The default fileset will not traverse into NFS file systems, so it needs to be specified explicitly. Here we define a separate job for NFS paths. We set OneFS to true, since the default fstype list does not include nfs. Alternatively, if we want to recurse into other NFS filesystems, we could set fstype: ["nfs"]

bareos::client::filesets:
  nfs:
    onefs: true
    include_paths:
      - /srv/data

We add another job which uses the new fileset (the system job still uses the default fileset specified in the $bareos::default_jobdef)

bareos::client::jobs:
  system: {}
  nfs:
    fileset: "nfs"

Service address

When doing backup of a service which can run on more than one node, it is essential to set bareos::client::password to the same value on each of the nodes.
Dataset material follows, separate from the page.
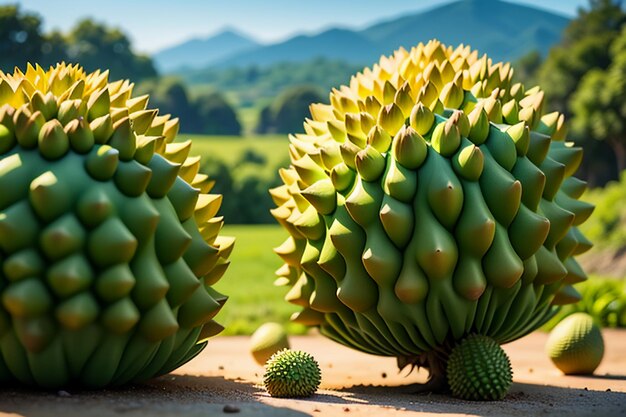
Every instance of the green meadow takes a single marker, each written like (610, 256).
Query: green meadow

It is also important that the job and fileset definitions agree across nodes, so it is best to put the configuration in a single Hiera file read by the relevant nodes.

Example:

bareos::client::password: common-secret

bareos::client::jobs:
  system:
    fileset: without_archive
  archive_service:
    client_name: archive.example.com
    fileset_name: archive

bareos::client::filesets:
  without_archive:
    client_name: archive.example.com
    include_paths:
      - /
    exclude_paths:
      - /srv/archive
  archive:
    client_name: archive.example.com
    include_paths:
      - /srv/archive

bareos::client::service_addr:
  archive.example.com: {}

This will make one job "${fqdn}-system-job" for each node using this configuration, and one job "archive.example.com-archive_service-job". The latter job will run on the extra client, "archive.example.com". (The name must resolve in DNS, otherwise specify "address".)

It will declare one fileset, "archive.example.com-without_archive", which all the "${fqdn}-system-job" jobs use. If the fileset didn't specify "client_name", each node would declare its own copy of the fileset called "${fqdn}-without_archive". This would work fine, but it is always good to avoid duplication.

Finally, it will declare one fileset "archive.example.com-archive", which the "archive.example.com-archive_service-job" uses.